Note
Access to this page requires authorization. You can try signing in or changing directories.
Access to this page requires authorization. You can try changing directories.
This document provides guidance on best practices with the Azure Health Data Services FHIR® service. You'll find practices you should Do, Consider, or Avoid to better the performance of your FHIR service.
Note
This document is scoped for Azure Health Data Services FHIR service customers.
Data ingestion
Import operation
Azure FHIR service supports data ingestion through the import operation, which offers two modes: initial mode, and incremental mode. For detailed guidance, refer to the Importing data into the FHIR service documentation.
To achieve optimal performance with the import operation, consider the following best practices.
- Do use large files while ingesting data. The optimal NDJSON file size for import is 50 MB or larger (or 20,000 resources or more, with no upper limit). Combining smaller files into larger ones can enhance performance.
- Consider using the import operation over HTTP API requests to ingest the data into FHIR service. The import operation provides a high throughput and is a scalable method for loading data.
- Consider importing all FHIR resource files in a single import operation for optimal performance. Aim for a total file size of 100 GB or more (or 100 million resources, no upper limit) in one operation. Maximizing an import in this way helps reduce the overhead associated with managing multiple import jobs.

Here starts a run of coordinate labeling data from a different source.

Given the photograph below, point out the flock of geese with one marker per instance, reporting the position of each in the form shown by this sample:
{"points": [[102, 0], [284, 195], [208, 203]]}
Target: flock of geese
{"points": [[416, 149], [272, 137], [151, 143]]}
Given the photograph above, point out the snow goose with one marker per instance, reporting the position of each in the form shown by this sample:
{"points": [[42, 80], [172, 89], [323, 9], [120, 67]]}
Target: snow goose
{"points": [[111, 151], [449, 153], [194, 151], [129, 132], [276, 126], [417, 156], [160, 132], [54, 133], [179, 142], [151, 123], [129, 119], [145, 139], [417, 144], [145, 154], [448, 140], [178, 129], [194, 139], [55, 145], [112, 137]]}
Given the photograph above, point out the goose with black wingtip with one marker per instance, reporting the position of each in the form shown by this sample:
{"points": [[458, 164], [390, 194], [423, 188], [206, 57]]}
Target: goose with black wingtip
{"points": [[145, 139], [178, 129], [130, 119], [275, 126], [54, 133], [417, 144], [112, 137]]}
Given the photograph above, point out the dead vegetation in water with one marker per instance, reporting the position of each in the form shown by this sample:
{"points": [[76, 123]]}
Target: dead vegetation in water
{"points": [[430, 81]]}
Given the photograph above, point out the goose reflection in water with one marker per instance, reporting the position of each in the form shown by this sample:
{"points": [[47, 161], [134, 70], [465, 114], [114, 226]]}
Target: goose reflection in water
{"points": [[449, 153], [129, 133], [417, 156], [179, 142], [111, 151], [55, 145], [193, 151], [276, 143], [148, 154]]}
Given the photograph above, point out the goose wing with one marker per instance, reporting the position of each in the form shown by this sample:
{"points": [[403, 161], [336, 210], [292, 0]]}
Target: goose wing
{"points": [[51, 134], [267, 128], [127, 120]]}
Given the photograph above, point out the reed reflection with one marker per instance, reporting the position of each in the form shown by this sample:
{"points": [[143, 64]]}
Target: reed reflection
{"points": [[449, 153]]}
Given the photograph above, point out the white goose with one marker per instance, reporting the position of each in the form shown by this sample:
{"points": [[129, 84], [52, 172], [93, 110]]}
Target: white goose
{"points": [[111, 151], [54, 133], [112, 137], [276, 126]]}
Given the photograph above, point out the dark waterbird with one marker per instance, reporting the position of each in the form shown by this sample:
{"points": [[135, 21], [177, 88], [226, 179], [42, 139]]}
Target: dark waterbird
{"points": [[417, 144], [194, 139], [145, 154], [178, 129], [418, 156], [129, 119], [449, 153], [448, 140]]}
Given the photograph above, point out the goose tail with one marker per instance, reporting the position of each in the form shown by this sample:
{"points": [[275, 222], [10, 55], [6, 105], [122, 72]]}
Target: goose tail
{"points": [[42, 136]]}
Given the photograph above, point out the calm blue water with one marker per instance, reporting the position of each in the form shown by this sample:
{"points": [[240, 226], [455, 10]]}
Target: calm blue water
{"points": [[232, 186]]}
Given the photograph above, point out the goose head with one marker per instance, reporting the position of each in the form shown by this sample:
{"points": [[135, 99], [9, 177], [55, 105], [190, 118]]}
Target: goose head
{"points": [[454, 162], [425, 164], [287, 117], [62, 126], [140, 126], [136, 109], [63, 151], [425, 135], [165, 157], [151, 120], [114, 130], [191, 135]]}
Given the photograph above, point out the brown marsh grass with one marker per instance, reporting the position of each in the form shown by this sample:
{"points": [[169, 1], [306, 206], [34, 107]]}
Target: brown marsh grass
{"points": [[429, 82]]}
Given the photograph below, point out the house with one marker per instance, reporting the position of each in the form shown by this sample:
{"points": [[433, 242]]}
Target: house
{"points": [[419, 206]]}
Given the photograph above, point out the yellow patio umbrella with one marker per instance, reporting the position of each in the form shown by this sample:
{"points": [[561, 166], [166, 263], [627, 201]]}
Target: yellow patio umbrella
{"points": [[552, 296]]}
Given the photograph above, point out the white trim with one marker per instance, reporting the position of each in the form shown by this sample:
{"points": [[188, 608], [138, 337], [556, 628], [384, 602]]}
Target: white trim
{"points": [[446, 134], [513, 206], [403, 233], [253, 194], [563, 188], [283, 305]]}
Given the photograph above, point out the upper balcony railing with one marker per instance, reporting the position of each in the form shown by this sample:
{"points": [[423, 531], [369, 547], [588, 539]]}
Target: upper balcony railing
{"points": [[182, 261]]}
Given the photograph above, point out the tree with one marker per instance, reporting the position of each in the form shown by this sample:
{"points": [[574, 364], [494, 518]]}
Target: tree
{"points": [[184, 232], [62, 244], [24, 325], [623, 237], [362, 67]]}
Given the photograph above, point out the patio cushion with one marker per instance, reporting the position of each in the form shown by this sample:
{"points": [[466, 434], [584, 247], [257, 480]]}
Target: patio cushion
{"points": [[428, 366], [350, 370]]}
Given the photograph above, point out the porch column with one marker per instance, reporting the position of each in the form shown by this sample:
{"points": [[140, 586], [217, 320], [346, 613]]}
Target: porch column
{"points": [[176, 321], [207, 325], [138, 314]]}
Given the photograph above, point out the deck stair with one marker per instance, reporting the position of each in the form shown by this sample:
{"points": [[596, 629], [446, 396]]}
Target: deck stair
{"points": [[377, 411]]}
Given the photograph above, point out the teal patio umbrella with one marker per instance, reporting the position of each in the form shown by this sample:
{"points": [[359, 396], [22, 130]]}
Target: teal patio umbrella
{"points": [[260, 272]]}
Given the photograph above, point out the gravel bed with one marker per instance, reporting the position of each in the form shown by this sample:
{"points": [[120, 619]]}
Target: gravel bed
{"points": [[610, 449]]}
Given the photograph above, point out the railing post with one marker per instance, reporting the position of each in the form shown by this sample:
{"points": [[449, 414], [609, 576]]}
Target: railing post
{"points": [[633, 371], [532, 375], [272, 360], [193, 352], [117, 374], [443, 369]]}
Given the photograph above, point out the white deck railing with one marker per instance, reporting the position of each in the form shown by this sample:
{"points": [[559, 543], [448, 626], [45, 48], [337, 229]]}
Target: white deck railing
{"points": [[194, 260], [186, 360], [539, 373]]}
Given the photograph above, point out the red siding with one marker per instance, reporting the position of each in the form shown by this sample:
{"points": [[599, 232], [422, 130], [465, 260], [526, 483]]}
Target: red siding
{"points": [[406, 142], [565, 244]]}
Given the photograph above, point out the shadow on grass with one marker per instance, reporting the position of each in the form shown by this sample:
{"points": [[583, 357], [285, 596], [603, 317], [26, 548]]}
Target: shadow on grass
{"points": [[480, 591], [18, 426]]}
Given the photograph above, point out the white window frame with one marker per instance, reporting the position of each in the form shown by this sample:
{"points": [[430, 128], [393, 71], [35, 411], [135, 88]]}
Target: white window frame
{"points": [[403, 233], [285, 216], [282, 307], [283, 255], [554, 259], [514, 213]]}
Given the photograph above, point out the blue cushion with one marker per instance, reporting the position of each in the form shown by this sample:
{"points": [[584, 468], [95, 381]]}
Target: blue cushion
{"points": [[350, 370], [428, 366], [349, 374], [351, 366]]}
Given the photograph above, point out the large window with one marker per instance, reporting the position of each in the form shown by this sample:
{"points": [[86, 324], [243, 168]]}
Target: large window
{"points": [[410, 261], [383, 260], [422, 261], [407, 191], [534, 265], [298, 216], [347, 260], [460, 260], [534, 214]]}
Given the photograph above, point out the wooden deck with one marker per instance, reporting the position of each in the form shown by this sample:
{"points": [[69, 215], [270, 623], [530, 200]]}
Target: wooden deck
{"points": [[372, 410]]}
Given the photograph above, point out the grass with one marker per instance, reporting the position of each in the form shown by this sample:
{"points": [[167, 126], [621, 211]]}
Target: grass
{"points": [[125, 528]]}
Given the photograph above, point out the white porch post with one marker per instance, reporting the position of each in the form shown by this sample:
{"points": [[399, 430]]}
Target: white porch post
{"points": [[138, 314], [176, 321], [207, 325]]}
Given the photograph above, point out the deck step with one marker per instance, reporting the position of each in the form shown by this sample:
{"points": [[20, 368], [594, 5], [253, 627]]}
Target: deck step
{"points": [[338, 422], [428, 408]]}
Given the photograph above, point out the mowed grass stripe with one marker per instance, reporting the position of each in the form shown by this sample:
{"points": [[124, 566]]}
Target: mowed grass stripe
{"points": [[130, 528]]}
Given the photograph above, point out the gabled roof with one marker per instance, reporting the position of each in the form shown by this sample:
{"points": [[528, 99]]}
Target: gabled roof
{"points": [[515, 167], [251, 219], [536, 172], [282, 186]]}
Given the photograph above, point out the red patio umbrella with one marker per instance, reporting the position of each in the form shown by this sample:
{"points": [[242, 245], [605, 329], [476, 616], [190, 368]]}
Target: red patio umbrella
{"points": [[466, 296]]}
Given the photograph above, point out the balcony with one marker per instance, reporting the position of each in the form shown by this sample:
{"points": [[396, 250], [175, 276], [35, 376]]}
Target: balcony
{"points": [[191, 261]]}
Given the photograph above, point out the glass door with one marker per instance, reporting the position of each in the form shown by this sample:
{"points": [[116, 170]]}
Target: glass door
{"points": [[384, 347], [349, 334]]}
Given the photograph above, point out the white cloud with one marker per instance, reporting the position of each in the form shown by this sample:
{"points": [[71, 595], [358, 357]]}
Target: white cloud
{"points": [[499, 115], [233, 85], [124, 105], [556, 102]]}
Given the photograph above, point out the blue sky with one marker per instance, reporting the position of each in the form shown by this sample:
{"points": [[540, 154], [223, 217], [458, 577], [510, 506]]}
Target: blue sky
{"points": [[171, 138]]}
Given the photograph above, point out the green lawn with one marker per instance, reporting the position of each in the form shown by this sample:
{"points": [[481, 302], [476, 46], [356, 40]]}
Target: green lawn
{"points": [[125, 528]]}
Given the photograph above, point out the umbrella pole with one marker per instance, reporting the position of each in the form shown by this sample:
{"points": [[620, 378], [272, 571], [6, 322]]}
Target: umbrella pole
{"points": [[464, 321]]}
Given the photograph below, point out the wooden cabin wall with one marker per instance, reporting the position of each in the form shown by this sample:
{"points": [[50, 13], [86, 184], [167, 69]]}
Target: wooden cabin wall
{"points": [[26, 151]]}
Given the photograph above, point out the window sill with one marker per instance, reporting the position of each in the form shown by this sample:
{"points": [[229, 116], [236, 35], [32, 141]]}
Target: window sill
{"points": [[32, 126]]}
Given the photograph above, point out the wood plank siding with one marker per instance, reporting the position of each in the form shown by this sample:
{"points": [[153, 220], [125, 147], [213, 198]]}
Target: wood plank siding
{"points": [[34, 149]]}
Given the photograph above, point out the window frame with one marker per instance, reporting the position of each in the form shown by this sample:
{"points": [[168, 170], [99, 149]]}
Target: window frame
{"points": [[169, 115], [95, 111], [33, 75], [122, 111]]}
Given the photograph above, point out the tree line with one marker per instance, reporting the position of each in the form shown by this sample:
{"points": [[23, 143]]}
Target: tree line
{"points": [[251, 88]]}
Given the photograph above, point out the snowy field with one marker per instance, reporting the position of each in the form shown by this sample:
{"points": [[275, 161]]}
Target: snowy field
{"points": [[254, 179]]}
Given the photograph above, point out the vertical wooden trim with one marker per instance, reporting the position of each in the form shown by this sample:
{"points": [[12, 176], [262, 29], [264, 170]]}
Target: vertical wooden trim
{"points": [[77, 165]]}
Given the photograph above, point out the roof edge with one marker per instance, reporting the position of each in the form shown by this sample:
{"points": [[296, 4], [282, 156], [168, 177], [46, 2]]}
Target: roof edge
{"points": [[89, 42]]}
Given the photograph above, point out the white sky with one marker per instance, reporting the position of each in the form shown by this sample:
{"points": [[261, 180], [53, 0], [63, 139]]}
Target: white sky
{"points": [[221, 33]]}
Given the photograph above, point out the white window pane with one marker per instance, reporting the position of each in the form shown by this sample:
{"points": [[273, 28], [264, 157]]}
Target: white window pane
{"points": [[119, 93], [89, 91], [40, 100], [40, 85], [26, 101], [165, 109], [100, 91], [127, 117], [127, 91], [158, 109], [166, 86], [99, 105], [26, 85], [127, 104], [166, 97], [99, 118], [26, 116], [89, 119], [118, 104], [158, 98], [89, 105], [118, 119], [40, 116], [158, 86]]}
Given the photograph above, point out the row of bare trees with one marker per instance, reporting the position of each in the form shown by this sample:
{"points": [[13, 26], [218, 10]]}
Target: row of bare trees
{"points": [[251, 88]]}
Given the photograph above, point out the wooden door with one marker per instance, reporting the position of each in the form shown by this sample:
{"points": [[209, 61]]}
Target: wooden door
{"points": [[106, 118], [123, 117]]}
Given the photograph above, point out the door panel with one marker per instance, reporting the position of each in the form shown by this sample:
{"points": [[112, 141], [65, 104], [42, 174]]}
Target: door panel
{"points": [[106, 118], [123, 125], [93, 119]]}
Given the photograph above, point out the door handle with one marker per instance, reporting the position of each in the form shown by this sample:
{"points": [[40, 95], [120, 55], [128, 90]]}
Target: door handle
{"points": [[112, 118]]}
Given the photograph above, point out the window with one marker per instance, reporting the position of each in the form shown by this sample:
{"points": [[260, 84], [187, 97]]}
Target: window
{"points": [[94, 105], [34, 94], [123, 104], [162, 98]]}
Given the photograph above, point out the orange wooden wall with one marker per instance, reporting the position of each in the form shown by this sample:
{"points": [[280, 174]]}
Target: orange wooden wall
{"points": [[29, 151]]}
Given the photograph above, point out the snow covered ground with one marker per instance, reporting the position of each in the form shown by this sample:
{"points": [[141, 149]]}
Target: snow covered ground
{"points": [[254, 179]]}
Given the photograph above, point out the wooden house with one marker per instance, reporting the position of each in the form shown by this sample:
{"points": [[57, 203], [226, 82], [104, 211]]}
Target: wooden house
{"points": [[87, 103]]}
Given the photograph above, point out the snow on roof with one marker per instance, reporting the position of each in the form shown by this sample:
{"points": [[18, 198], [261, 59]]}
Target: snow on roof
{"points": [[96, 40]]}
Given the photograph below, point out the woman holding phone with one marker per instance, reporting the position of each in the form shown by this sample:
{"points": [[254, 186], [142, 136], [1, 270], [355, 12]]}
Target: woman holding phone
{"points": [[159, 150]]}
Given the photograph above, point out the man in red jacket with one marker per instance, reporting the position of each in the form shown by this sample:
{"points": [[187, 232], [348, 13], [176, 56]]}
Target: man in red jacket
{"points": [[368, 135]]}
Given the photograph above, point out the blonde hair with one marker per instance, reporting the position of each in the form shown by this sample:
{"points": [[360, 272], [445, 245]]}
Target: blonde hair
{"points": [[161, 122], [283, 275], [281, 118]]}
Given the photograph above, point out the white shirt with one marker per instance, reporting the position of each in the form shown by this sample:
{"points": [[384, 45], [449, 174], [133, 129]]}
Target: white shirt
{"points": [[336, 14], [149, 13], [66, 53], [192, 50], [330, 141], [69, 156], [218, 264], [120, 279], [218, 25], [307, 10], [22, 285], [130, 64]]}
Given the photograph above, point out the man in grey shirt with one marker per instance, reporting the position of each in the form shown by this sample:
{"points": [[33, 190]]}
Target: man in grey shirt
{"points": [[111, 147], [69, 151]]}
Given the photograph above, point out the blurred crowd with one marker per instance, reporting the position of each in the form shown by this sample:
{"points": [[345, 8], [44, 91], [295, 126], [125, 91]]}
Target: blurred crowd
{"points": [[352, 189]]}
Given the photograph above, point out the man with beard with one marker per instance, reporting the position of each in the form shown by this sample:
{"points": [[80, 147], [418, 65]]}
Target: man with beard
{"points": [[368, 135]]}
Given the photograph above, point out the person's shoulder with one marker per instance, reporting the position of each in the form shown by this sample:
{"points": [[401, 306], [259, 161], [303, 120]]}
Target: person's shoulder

- Consider performing import job with the resources mapping to the same resource type for better throughput.
- Consider running multiple concurrent imports only if necessary, but limit parallel import jobs. A single large import is designed to consume all available system resources, and processing throughput doesn't increase with concurrent import jobs.
Bundles
In Azure FHIR service, bundles act as containers for multiple resources. Batch and transaction bundles enable users to submit sets of actions in a single HTTP request or response. Consider the following to achieve higher throughput with bundle ingestion.
- Do generate load on Azure FHIR service in a linear manner and avoid burst operations to prevent performance degradation.
- Do tune the number of concurrent bundle requests to the FHIR server. A high number (>100) may lead to negative scaling and reduced processing throughput.
- DO use separate transaction bundles for FHIR resources that don't depend on each other and can be updated separately.
- Consider using smaller bundle sizes for complex operations such as conditional creates or updates.
- Consider enabling parallel processing for batch and transaction bundles. By default, resources in bundles are processed sequentially. To enhance throughput, you can enable parallel resource processing by adding the HTTP header flag
x-bundle-processing-logic
and setting it toparallel
. For more information, see the batch bundle parallel processing documentation. - Avoid submitting parallel bundle requests that attempt to update the same resources concurrently, which can cause delays in processing.
- Avoid submitting a large number of bundles with a single PUT or POST request can lead to transaction bottlenecks.
Note
Parallel bundle processing using the x-bundle-processing-logic
flags can enhance throughput when there isn't an implicit dependency on the order of resources within an HTTP operation.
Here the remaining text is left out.